Entrenching The Will Of The People

26.05.2011 LISTEN
By Daily Graphic

Ghana and its leadership have recently been widely applauded by a number of international personalities and others for the exemplary leadership in democracy, good governance and respect for fundamental human rights and freedoms.

Only last week, the Secretary-General of the United Nations, Mr Ban Ki-moon, on a visit to the country, rated President John Evans Atta Mills as one of the leaders of exemplary qualities on the African continent and Ghana as a bastion of democracy and beacon of hope on the continent.

For a continent that is often remembered by the international community for all the negative things, including civil wars and other forms of social upheavals and strife, these accolades heaped on us refer to no mean achievements.

We must duly feel proud and gratified to pat ourselves on the back even as it is important to take further measures to consolidate these enviable feats we, as a people, have chalked up.

It is on record that since 1993 when this country returned to constitutional rule and to multiparty democracy, consistent and persistent attempts have been made to ensure that one of the fundamental tenets of democracy, that government must spring from the will of the people and governance should be in accordance with their wishes, is adhered to and indeed entrenched.

Aside from crafting a people-centred constitution which was written not exclusively this time by a tiny privileged class of political elites, but by the mass of the people, including farmers, butchers, market women and security people, the country's independent Electoral Commission (EC) has discharged its responsibilities to the admiration of all.

From opaque ballot box and non-photo or black and white photo ID cards in 1992, the EC, with the support of various governments and the international community, has guided the electoral process to the use of transparent boxes, colour photo ID cards, representation of parties at all polling stations, and other checks and balances.

These have primarily been designed to ensure that the government that emerges from the polls to steer the affairs of the state does so in conformity with the will of the people.

Impressive as these might have been even by global standards, the system is neither perfect nor foolproof.

One of the flaws of the electoral system has been the issue of double or even multiple registration for the purposes of indulging in double or multiple voting and other electoral malpractices.

These and other clandestine acts, if not checked and brought under control, will conspire to undermine the integrity of the polls and in the end subvert the true will of the people as should be expressed in the polls.
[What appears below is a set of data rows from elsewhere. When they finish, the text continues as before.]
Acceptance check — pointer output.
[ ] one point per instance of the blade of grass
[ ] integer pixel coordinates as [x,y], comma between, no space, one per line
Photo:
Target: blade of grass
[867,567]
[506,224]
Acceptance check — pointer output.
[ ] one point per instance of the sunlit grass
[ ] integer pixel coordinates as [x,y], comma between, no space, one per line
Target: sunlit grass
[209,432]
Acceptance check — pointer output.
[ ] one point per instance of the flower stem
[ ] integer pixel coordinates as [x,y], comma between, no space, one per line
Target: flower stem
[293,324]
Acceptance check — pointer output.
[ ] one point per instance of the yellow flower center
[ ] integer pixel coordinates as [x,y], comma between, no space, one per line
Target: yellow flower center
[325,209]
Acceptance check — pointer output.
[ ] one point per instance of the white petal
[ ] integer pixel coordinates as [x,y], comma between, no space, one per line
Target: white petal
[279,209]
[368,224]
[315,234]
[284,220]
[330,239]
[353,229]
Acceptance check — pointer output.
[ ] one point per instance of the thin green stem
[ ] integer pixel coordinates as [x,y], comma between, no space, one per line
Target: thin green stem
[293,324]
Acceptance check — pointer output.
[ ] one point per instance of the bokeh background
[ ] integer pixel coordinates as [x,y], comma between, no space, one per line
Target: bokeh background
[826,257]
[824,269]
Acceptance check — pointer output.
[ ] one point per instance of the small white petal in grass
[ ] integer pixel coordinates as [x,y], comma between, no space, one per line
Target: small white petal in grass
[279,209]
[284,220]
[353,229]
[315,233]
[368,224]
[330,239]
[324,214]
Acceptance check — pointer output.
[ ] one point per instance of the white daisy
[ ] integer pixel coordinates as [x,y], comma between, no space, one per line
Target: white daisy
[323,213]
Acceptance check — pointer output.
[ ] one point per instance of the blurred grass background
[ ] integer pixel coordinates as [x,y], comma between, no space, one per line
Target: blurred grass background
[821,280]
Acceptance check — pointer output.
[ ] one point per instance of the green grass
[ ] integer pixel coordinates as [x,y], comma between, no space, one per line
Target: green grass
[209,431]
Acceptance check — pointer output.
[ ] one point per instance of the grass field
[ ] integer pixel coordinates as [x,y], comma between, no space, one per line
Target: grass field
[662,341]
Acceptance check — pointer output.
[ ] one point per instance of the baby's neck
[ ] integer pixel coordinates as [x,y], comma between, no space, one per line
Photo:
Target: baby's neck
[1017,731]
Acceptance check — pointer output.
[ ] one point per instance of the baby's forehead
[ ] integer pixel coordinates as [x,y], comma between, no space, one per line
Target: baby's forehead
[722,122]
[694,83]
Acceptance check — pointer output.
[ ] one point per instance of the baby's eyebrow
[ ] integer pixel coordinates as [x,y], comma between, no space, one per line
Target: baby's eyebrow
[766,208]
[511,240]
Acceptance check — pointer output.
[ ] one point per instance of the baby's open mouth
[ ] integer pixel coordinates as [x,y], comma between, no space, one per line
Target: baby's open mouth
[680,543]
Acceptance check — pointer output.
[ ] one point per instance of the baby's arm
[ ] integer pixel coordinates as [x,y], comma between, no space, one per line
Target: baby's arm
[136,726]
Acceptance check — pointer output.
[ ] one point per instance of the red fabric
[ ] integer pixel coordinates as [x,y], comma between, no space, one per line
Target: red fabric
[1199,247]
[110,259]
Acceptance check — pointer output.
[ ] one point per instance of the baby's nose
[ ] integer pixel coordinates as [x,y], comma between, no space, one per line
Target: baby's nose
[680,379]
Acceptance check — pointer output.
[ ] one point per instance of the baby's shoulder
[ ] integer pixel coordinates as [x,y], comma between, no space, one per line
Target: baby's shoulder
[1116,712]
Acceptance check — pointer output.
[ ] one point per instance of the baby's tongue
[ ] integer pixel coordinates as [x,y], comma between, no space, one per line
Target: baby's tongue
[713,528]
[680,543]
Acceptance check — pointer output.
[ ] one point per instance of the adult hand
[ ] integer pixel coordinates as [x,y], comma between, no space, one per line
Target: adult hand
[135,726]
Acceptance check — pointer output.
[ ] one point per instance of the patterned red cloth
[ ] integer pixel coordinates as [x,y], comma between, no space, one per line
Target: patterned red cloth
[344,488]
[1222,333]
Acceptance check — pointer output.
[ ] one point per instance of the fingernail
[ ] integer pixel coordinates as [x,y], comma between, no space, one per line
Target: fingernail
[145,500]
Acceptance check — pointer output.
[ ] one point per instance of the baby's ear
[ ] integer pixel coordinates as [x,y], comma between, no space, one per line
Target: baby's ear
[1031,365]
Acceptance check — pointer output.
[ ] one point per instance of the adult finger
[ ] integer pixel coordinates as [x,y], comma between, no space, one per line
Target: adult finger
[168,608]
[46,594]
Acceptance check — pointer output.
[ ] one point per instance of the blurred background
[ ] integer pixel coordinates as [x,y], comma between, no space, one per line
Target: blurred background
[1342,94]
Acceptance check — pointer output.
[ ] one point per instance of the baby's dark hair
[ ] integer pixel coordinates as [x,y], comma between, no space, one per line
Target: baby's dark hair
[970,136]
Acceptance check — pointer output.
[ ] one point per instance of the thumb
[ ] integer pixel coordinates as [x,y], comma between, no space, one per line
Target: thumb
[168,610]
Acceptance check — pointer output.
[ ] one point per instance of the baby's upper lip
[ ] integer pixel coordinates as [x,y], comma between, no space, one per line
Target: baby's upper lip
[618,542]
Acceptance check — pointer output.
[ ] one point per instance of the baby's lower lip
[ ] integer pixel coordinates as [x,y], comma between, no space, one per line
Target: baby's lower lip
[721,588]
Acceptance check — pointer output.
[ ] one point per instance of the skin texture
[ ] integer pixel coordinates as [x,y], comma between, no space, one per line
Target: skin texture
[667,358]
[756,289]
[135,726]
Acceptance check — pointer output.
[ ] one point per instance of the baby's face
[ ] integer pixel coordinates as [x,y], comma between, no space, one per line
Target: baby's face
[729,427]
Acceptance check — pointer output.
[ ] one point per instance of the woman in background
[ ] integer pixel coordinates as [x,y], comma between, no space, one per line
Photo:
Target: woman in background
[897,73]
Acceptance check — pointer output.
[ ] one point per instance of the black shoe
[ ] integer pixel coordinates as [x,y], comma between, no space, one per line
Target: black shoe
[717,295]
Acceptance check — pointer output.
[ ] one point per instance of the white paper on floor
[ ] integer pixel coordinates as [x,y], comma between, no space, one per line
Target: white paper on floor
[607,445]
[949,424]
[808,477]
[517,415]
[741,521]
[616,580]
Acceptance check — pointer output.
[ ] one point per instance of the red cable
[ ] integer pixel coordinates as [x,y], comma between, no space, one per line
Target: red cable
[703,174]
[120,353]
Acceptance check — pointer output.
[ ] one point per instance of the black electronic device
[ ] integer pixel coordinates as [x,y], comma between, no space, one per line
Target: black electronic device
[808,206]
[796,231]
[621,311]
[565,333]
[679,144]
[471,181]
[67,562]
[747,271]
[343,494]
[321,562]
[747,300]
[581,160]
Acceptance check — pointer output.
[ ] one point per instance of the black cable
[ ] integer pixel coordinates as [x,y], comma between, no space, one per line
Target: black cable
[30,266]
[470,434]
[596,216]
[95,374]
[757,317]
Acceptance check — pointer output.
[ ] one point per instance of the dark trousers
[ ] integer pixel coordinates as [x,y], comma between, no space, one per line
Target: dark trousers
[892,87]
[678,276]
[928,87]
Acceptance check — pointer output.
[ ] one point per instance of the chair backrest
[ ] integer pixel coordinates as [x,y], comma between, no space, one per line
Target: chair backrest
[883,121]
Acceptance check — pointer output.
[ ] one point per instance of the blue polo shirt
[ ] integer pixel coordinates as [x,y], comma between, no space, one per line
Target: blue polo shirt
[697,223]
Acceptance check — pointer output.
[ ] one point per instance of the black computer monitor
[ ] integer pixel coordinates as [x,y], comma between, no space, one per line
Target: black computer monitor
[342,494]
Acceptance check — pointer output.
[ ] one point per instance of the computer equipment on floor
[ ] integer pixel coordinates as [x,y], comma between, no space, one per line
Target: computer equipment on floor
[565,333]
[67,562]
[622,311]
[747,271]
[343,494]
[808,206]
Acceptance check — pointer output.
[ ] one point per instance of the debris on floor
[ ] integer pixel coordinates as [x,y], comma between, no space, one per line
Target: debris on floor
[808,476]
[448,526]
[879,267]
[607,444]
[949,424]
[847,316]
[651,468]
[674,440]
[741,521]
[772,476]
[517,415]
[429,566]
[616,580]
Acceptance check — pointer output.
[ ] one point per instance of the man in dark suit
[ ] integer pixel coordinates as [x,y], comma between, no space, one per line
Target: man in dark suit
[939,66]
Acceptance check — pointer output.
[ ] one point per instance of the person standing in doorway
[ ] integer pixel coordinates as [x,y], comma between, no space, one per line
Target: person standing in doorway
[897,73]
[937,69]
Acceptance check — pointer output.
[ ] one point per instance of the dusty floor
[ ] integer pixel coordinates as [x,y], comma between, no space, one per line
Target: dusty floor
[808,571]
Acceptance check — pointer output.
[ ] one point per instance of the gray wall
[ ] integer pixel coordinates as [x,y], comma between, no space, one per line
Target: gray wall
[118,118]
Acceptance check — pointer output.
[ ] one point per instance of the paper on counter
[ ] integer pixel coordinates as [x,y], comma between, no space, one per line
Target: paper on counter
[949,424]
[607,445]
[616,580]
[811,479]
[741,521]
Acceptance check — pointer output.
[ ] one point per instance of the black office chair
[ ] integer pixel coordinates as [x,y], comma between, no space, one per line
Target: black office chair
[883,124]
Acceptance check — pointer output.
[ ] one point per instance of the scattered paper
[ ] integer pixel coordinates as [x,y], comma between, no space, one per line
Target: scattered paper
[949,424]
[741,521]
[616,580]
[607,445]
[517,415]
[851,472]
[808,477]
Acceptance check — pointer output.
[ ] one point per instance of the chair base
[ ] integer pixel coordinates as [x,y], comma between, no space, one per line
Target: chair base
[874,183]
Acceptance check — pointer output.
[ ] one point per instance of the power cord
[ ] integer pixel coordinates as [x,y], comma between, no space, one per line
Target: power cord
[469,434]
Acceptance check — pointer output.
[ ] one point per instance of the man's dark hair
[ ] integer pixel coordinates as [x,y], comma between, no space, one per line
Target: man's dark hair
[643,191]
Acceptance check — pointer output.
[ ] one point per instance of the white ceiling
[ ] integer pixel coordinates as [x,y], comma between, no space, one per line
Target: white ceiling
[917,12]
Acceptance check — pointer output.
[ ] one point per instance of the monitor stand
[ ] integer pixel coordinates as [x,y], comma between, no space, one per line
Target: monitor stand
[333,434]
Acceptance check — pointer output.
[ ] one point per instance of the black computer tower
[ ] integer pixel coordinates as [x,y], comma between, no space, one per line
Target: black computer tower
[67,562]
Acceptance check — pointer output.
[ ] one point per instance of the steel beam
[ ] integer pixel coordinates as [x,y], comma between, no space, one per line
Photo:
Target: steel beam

It is on account of these and other factors that we are elated at the news that the EC has shortlisted seven companies that have expressed the intent to provide the technology for the biometric registration of voters.

We not only applaud but also wholeheartedly support this move by the EC because among others, it will eliminate double or multiple registration and other electoral vices and therefore deny miscreants the opportunity of subverting the will of the people to perpetrate those nefarious acts.

While calling on the EC to expedite action on the process, we urge all political parties, civil society groups, the media, the generality of the people and the international community to lend this process all the encouragement and support so that biometric voting can take place in the 2012 presidential and parliamentary elections.

Without doubt the application of the biometric register for the 2012 elections would not only further enhance the credibility and integrity of the polls but also further anchor the country's already enviable democratic system and stature.

This should be another collective plus for which we all must feel justifiably proud and elated.